First of all, make sure you are running the latest Galera stable release so you do not run into older bugs that have already been fixed. Start with inspecting the MySQL error log on the Galera nodes as Galera will be logging to this file. Try to shed some light to any relevant line which indicates error or failing. If the Galera nodes happen to be responsive, you may also try to collect following output:
mysql> SHOW FULL PROCESSLIST; mysql> SHOW PROCESSLIST; mysql> SHOW ENGINE INNODB STATUS; mysql> SHOW STATUS LIKE 'wsrep%';
Next, inspect the system resources by checking network, firewall, disk usage and memory utilization as well as inspecting the general system activity log (syslog, message, dmesg). If still no indication of the problem found, you may hit into a bug which you can report it directly at Galera bugs on Launchpad page or request for technical support assistance directly from the vendor (Codership, Percona or MariaDB). You may also join the Galera Google Group mailing list to seek for open assistance.
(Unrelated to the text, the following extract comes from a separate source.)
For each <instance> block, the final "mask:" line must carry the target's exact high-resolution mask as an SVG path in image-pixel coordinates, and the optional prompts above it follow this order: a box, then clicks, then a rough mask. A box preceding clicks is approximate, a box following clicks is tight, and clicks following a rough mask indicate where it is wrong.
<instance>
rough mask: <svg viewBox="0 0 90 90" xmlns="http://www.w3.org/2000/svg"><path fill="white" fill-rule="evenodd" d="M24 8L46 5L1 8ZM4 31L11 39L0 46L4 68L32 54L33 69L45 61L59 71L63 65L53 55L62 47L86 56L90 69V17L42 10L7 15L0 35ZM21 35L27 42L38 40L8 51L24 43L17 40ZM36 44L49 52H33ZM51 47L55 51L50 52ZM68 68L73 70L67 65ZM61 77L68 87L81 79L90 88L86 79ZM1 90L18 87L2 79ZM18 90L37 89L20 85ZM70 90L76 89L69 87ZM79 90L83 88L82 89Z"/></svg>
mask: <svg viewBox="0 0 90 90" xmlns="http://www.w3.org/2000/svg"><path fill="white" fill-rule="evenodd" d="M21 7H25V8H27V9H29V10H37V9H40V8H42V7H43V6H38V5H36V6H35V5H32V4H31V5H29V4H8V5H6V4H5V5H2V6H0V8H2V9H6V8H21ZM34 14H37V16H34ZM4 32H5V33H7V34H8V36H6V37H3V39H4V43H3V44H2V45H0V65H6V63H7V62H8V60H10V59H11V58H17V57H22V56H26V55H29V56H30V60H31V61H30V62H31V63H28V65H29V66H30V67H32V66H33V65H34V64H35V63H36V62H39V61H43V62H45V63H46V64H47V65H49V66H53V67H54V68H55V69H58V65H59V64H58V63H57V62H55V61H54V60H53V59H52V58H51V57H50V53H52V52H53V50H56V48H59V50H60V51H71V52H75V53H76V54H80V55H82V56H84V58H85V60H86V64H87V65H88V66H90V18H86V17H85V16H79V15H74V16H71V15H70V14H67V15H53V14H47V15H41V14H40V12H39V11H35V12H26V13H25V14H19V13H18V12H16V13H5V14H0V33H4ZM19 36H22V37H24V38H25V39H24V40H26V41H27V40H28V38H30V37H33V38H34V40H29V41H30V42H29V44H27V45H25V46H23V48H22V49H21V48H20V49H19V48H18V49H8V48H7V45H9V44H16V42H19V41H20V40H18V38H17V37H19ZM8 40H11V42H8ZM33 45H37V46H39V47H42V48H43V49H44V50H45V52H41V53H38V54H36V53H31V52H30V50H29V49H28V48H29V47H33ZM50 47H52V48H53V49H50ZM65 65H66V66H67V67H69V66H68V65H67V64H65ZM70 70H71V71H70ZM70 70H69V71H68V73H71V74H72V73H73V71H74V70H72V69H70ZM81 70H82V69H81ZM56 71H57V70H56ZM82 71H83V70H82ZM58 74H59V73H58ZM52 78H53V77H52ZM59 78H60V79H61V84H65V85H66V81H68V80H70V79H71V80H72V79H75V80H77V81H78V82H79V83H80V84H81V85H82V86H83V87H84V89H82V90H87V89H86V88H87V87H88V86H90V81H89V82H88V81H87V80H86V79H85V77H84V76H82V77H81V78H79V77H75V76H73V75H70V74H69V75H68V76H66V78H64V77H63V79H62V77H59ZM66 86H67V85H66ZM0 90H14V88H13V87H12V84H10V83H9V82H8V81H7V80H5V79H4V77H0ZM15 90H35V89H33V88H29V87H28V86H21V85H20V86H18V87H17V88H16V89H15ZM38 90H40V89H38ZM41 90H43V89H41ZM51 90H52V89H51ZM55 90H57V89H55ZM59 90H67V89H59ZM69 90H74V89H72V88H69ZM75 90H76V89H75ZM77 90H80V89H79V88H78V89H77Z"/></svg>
- If you are using rsync for state transfer, and a node crashes before the state transfer is over, rsync process might hang forever, occupying the port and not allowing to restart the node. The problem will show up as ‘port in use’ in the server error log. Find the orphan rsync process and kill it manually.
- Before re-initializing the cluster, you can determine which DB node is having the most updated data by comparing the wsrep_last_commited value among nodes. The one which holding the highest number is recommended to be the reference node when bootstrapping the cluster.